Third-party service providers and app developers promise a rich and varied suite of services to users. For the moment, though, Amazon is not charging third-party services for access to Echo users.

This makes sense for now: the aim is to get the speaker into as many homes as possible and for it to be used as widely as possible. Eventually, affiliate fees from third parties should be a fairly flexible way for Amazon to extract value from its position between businesses and customers.

But, in the short term, data collection seems to be the primary commercial aim. Amazon’s strength here is enhanced by the billing relationship it already has with every Echo owner via their Amazon accounts.

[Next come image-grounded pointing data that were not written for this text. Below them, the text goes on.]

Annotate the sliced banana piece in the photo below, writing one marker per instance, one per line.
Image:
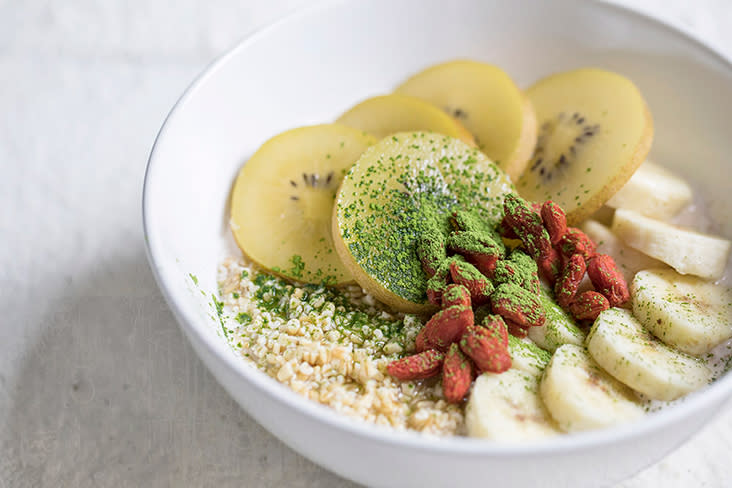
(625, 349)
(527, 356)
(629, 260)
(686, 251)
(688, 313)
(558, 329)
(506, 407)
(580, 395)
(653, 191)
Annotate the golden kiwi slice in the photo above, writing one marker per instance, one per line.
(282, 201)
(387, 114)
(399, 189)
(594, 131)
(487, 102)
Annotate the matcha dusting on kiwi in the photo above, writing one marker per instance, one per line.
(404, 194)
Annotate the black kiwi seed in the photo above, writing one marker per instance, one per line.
(458, 113)
(559, 143)
(313, 180)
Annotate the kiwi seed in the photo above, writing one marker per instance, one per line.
(560, 143)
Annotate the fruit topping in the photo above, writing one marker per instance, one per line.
(385, 115)
(487, 102)
(594, 131)
(401, 186)
(282, 201)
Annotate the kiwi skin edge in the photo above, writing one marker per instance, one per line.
(525, 145)
(578, 215)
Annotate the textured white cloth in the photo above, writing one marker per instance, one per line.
(98, 387)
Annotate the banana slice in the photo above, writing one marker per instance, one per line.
(582, 396)
(626, 350)
(654, 192)
(506, 407)
(686, 251)
(527, 356)
(558, 329)
(629, 260)
(685, 312)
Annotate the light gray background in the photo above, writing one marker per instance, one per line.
(97, 385)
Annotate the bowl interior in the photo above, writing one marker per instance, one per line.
(312, 66)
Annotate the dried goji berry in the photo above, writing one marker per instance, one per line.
(588, 305)
(555, 221)
(518, 305)
(457, 374)
(568, 283)
(608, 280)
(446, 326)
(487, 345)
(416, 367)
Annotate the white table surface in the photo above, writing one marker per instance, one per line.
(98, 387)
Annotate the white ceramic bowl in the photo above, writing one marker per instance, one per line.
(313, 65)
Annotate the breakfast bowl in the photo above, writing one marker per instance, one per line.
(312, 66)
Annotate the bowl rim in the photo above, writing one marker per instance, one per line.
(218, 349)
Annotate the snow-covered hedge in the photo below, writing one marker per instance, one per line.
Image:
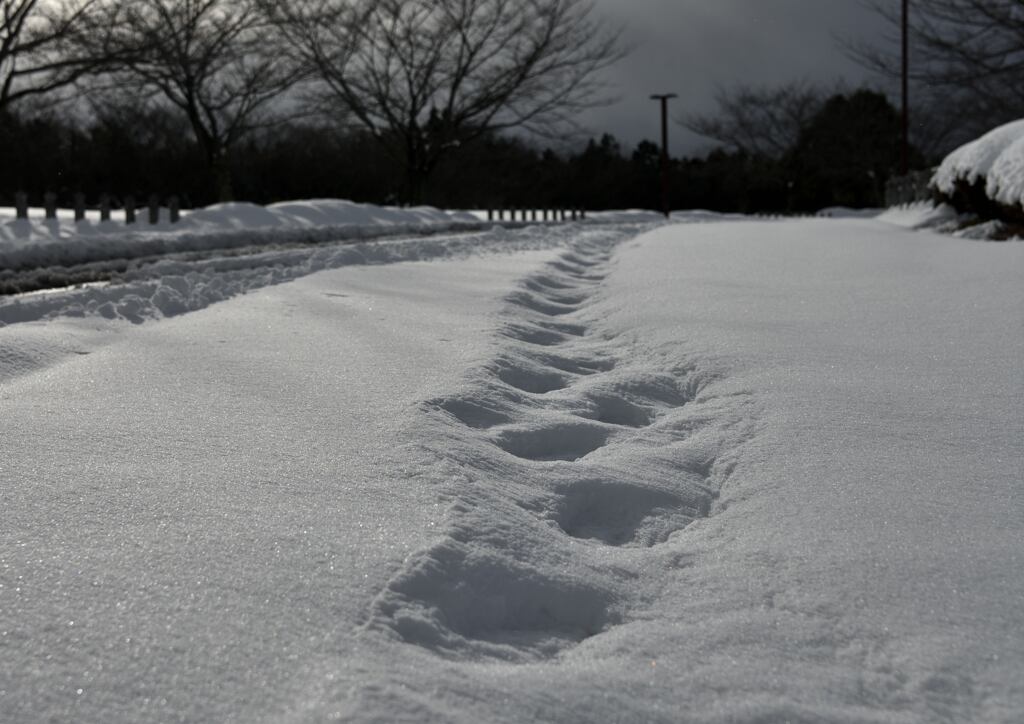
(986, 175)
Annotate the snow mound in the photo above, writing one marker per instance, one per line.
(38, 242)
(996, 159)
(922, 214)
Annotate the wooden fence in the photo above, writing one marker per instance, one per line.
(128, 205)
(152, 210)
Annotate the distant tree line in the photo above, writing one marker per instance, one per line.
(434, 101)
(840, 155)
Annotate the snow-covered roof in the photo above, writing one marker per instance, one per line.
(996, 158)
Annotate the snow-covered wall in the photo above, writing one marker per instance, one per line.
(995, 159)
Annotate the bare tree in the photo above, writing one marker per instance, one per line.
(218, 61)
(427, 76)
(967, 65)
(760, 121)
(37, 53)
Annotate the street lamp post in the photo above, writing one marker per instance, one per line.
(904, 82)
(665, 148)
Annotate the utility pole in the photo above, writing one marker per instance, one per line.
(665, 148)
(905, 113)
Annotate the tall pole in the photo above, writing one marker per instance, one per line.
(665, 148)
(905, 113)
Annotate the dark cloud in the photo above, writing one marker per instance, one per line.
(690, 47)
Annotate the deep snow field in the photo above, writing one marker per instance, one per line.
(735, 471)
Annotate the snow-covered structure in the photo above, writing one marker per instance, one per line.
(987, 174)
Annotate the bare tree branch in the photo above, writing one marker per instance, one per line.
(967, 65)
(218, 61)
(38, 52)
(759, 121)
(426, 76)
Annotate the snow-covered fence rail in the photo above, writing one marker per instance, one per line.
(104, 206)
(908, 188)
(529, 214)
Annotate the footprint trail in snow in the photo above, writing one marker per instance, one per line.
(568, 467)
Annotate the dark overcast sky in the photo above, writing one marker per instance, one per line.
(690, 46)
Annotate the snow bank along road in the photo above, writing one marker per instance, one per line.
(719, 472)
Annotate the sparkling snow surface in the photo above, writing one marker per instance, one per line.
(757, 471)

Amazon and Google have built these devices to gain entry to the home, and they compete against each other by offering low prices – to the benefit of purchasers. The revenue potential of a powerful platform position inside the home is only likely to be realised in the future. And it will require the user to be ever more intensively engaged with the device, to the point where it becomes used for many purposes. At that point, a user will be communicating a great deal of information about who they are and what they like to Alexa and Echo.

Consumers are increasingly aware that they are often the product, not the customer, in the online economy – they pick up on the steady stream of data breaches, hacks and scandals, and are understandably nervous about installing a connected microphone in their homes. The abuse of Facebook personal data by Cambridge Analytica is only the most prominent of these scandals.

"Amazon has a pressing need to build trust"

Although Britons are not as touchy as Germans, say, when it comes to privacy, they are certainly more alert than US internet users, for whom Amazon first developed the Echo.

We don’t expect the average Brit to acquire all things new and shiny just because they are labelled “smart”. Amazon has a pressing need to build trust, because the present absence of trust is a barrier to Echo’s success. The company does inform users on data policy, as part of its obligations under the General Data Protection Regulation that came into force in May 2018 – but compliance is in its early days.

Much remains to be clarified for potential owners of these devices. We expect the UK regulator, the Information Commissioner’s Office, to contribute to reversing the climate of mistrust by pursuing compliance with core principles that apply to the gathering and processing of personal data. 

Alice Enders and Joseph Evans are analysts at Enders Analysis.